Replica sync hangs after initial sync

853 views
Skip to first unread message

p_h_i_l_l_i_p

unread,
Jun 22, 2012, 7:27:11 AM6/22/12
to mongodb-user
Hi,
We have mongo configured in replica set (master + slave + arbiter).
One day slave was to stale to catch up, so I did a full resync
(deleted /data dir) - since then I can't get slave to catch up master.
Each time after initial sync it stops syncing and moves forward only
few seconds each hour so after some time it gets stale again.
mongo ver: 2.0.3
uname -a: Linux mongo-db-2 2.6.18-194.32.1.el5.centos.plusxen #1 SMP
Wed Jan 5 19:10:49 EST 2011 x86_64 x86_64 x86_64 GNU/Linux
rs.status: http://pastebin.com/5u9gu8W9
db.currentOp: http://pastebin.com/wCLumni7
db.printReplicationInfo: http://pastebin.com/s7k9QF7P
logs from slave: http://pastebin.com/fGkgiM9D

Any ideas ?

A. Jesse Jiryu Davis

unread,
Jun 22, 2012, 5:05:20 PM6/22/12
to mongod...@googlegroups.com
Can you try restarting the secondary, without wiping its data or anything? Connect to it, db.adminCommand('shutdown'), and restart. Let us know if that fixes the problem.

myCloudWatcher

unread,
Jun 23, 2012, 12:45:37 PM6/23/12
to mongod...@googlegroups.com
I have an issue that is close to the same problem.
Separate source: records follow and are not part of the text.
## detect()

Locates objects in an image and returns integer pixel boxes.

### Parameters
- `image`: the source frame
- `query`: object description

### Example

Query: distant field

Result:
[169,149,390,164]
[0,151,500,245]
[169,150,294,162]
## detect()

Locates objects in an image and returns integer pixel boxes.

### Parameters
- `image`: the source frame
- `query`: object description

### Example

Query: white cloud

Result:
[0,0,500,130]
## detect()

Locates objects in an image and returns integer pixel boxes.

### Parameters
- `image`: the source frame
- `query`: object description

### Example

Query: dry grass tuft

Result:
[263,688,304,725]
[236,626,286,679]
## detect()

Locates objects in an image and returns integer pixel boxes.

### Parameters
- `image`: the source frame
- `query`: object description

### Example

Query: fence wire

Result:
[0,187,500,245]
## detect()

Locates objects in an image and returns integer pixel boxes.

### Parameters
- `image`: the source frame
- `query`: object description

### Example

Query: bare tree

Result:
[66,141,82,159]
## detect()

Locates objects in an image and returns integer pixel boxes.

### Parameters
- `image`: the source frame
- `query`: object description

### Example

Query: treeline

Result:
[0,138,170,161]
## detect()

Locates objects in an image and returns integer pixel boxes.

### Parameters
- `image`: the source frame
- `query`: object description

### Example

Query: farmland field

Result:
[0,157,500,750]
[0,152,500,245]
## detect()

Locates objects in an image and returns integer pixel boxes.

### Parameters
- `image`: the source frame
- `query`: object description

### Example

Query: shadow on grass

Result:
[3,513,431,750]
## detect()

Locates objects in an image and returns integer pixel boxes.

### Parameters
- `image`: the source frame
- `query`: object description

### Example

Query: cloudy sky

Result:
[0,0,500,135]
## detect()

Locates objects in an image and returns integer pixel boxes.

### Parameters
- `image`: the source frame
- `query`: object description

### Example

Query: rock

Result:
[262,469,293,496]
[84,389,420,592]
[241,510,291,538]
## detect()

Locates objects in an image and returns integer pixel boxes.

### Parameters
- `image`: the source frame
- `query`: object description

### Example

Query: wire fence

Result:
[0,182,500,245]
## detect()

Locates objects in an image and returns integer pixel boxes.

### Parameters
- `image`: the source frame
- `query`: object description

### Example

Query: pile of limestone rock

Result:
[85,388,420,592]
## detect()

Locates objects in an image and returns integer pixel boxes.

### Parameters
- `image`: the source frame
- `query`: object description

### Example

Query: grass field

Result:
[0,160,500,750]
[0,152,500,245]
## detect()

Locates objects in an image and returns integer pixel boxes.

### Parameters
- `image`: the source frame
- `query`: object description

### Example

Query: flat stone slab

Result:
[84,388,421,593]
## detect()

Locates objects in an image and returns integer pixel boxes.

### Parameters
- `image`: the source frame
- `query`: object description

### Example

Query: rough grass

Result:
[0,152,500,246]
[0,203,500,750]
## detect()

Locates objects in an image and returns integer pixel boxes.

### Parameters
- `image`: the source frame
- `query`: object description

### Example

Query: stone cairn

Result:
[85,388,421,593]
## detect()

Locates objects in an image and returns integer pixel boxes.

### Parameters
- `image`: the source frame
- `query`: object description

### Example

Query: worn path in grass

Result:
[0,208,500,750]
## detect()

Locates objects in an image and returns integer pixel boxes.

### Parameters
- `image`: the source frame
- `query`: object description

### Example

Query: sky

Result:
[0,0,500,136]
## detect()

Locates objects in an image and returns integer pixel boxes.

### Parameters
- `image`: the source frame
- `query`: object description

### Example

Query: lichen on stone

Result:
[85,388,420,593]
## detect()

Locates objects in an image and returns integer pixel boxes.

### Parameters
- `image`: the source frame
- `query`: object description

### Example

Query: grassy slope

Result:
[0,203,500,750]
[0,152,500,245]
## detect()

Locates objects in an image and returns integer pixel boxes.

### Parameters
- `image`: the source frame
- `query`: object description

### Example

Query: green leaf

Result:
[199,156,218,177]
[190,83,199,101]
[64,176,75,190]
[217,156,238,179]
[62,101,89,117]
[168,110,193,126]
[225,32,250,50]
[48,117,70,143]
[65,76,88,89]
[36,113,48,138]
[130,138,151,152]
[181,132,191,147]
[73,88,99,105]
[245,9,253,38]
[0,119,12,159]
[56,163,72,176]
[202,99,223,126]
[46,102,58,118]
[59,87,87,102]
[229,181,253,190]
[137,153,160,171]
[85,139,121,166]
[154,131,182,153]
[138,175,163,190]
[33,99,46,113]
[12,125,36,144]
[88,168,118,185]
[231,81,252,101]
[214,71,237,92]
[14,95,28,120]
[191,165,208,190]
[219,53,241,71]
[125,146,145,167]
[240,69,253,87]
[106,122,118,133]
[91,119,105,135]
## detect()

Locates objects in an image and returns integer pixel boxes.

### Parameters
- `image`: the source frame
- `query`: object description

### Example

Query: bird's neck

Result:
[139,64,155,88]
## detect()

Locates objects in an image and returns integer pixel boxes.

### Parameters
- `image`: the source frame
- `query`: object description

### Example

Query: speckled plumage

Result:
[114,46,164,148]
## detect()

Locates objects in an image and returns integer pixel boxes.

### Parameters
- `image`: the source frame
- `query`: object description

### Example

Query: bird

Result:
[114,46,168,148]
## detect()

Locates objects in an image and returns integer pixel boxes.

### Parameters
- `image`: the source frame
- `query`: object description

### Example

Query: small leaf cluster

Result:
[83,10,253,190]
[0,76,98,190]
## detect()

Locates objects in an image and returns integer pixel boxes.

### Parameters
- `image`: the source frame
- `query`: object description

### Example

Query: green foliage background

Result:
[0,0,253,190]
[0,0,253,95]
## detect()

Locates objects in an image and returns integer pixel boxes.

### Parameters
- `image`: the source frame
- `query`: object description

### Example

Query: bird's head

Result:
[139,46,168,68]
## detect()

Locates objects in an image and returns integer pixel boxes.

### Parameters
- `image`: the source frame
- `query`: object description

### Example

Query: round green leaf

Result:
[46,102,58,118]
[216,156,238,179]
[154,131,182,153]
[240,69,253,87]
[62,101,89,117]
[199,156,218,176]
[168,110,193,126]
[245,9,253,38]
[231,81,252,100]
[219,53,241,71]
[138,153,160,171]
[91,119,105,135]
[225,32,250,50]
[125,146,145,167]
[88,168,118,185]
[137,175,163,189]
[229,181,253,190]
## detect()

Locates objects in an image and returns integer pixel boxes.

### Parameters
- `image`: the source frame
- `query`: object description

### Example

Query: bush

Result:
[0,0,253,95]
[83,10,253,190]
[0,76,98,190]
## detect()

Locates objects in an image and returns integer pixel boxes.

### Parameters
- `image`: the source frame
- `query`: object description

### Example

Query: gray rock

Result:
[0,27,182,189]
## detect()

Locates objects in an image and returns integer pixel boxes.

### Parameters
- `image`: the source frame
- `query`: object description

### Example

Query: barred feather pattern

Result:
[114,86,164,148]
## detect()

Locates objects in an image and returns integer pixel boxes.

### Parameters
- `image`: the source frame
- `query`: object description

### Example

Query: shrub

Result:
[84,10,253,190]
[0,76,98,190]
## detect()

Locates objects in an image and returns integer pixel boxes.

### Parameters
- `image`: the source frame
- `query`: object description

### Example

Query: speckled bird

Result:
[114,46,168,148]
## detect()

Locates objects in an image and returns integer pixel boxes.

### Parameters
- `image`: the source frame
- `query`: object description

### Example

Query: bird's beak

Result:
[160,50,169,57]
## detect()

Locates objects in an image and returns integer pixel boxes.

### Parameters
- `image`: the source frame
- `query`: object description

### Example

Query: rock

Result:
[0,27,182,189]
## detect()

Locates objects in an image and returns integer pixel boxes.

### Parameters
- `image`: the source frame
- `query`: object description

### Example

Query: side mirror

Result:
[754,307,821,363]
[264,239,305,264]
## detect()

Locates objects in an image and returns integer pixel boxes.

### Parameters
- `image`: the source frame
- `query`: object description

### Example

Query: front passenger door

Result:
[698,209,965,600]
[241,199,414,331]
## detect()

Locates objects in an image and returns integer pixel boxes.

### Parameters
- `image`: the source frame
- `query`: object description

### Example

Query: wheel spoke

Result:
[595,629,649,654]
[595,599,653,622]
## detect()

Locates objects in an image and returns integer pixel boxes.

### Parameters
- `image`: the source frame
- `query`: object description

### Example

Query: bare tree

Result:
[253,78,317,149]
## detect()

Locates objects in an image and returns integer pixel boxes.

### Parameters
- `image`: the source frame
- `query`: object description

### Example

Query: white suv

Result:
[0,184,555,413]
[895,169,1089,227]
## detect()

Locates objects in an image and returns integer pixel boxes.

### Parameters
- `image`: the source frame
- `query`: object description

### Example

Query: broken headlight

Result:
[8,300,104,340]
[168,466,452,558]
I needed to re-sync a Secondary and after the Sync was over it never started to replicate.  Over time it became "stale" and did the sync again.  It then stalled again....

At the same time,  the server that was used for the "Clone" was up and down a few times.

So my question is:  Why did the SYNC "end" and the server not just start replicating?

If some error was caused by the "host" of the clone going up and down,  why no errors in the logs?


Please call any time:
Cell:      916-202-1600
Skype:  EdwardMGoldberg

Edward M. Goldberg
http://myCloudWatcher.com/
e.m.g.

A. Jesse Jiryu Davis

unread,
Jun 26, 2012, 5:28:11 PM6/26/12
to mongod...@googlegroups.com
Edward, try restarting the secondary's mongod with some verbosity (-vv should do it) and make sure you don't see errors in the logs. I'm particularly concerned about 

https://jira.mongodb.org/browse/SERVER-4781. Additionally, if your hosts are in MMS, check for the faults per second metric on the primary and secondaries. If they're spending too much time hitting the disk they may not be able to catch up.

p_h_i_l_l_i_p

unread,
Jun 27, 2012, 4:44:54 AM6/27/12
to mongod...@googlegroups.com
Hi, sorry for delay, I'll try it and post feedback later.

p_h_i_l_l_i_p

unread,
Jun 27, 2012, 8:04:17 AM6/27/12
to mongod...@googlegroups.com
Unfortunately that didn't help. Secondary still cant catch master.

SECONDARY> db.printReplicationInfo()
configured oplog size:   4605.766796875MB
log length start to end: 194secs (0.05hrs)
oplog first event time:  Wed Jun 27 2012 10:44:27 GMT+0200 (CEST)
oplog last event time:   Wed Jun 27 2012 10:47:41 GMT+0200 (CEST)
now:                     Wed Jun 27 2012 13:48:29 GMT+0200 (CEST)
SECONDARY> db.printReplicationInfo()
configured oplog size:   4605.766796875MB
log length start to end: 195secs (0.05hrs)
oplog first event time:  Wed Jun 27 2012 10:44:27 GMT+0200 (CEST)
oplog last event time:   Wed Jun 27 2012 10:47:42 GMT+0200 (CEST)
now:                     Wed Jun 27 2012 13:49:07 GMT+0200 (CEST)

Don't know if that irrelevant but output of shutdown command:

SECONDARY> db.adminCommand('shutdown')
Wed Jun 27 13:45:35 DBClientCursor::init call() failed
Wed Jun 27 13:45:35 query failed : admin.$cmd { shutdown: 1.0 } to: 127.0.0.1
Wed Jun 27 13:45:35 Error: error doing query: failed shell/collection.js:151
Wed Jun 27 13:45:35 trying reconnect to 127.0.0.1
Wed Jun 27 13:45:35 reconnect 127.0.0.1 failed couldn't connect to server 127.0.0.1

Adam Fields

unread,
Jun 27, 2012, 8:06:44 AM6/27/12
to mongod...@googlegroups.com, mongod...@googlegroups.com


On Jun 27, 2012, at 8:04 AM, p_h_i_l_l_i_p <fili...@gmail.com> wrote:

Unfortunately that didn't help. Secondary still cant catch master.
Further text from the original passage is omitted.